Ekaterina: And he was kind of, um, drop his arms, and I understand that’s he probably have some kind of a problem, and I was asking him if it was his back and he just said no…and he feel like he feels dizzy, and then he just quietly sit and then lay on the ice, and then I kept asking him what’s happened and…
(Jane, voice-over): He never answered. Within minutes, emergency medical technicians arrived.
Ekaterina: I understand that something’s happened very scary.
Scott Hamilton: He hasn’t moved, he’s changing colour, um and I looked in and he was surrounded by people, and I looked through the window and I could see Katia and she was scared out of her mind, and my one main thought was (gently pointing up), “Don’t do this..”

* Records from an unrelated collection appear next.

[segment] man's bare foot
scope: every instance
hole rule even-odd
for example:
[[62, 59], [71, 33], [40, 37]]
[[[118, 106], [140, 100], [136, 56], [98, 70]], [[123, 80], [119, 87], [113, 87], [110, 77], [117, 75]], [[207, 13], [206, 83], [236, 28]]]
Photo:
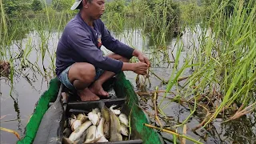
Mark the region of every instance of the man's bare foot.
[[109, 94], [103, 90], [102, 84], [100, 82], [98, 82], [97, 81], [95, 81], [94, 83], [93, 83], [93, 85], [90, 86], [89, 89], [92, 93], [97, 95], [101, 95], [105, 97], [109, 96]]
[[78, 90], [78, 94], [82, 101], [96, 101], [99, 100], [99, 98], [92, 93], [88, 88], [82, 90]]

(Jane, voice-over): Grinkov was taken by ambulance to a nearby hospital emergency room. Dr. Josh Schwartzberg was on duty that morning.
Dr. Schwartzberg: He had no pulse, he had no blood pressure, he was entirely unconscious, and in spite of attempts to shock his heart with electricity several times, there was never any response.
(Jane, voice-over): Katia and her coach, Marina, nervously waited for word, but neither had any idea how grave the situation was.
Jane: You thought he would be okay…?
Ekaterina: Ya, I mean, there was no questions about it.
(Jane, voice-over): Then the doctor gave her the terrible news, but at first, she didn’t understand his meaning.
Ekaterina: She’s saying me that we lost him, and I, by the time I translate for myself what she said, I still couldn’t believe, I mean, it was, it’s always very, um, unbelievable, and difficult to even understand.
(Jane, voice-over): Finally, she was allowed to return to her husband’s side.
Ekaterina: He was in his skates on this bed, and he really seems like he’s fine and just sleeping. And he was so big, so huge, I couldn’t believe that something could happen with him.
(Jane, voice-over): She unlaced and removed his skates. Sergei Grinkov was buried in Moscow. He was 28 years old.
(Jane, voice-over): Only last month, the skating world paid it’s final tribute to Sergei Grinkov. That night, in Hartford, Ekaterina Gordeeva returned to the ice, alone, at the urging of her friend and coach, Marina Zueva.
Ekaterina: When I went to the ice, Marina said that you should feel that Sergei will help you to skate this number and it will be fine. When I started to skate, I feel double power, double energy, really like someone helped me to skate.
(Jane, voice-over): An autopsy would reveal that the main artery to his heart had been blocked. His father had died of a heart attack, but Sergei had had no warning signs, his first symptom was fatal.
Ekaterina: His death helped me to be stronger now and I’m very lucky, very lucky that I had a chance to meet this wonderful person.
Jane: How do you want Sergei remembered?
Ekaterina: I can’t tell people how to remember Sergei. The only one thing I’d rather do is skate and as long as they see me on the ice, they will remember Sergei.
Jane: Katia is working on a book about her life with Sergei, and at some point, when she’s ready, her place in the Stars On Ice tour is waiting for her.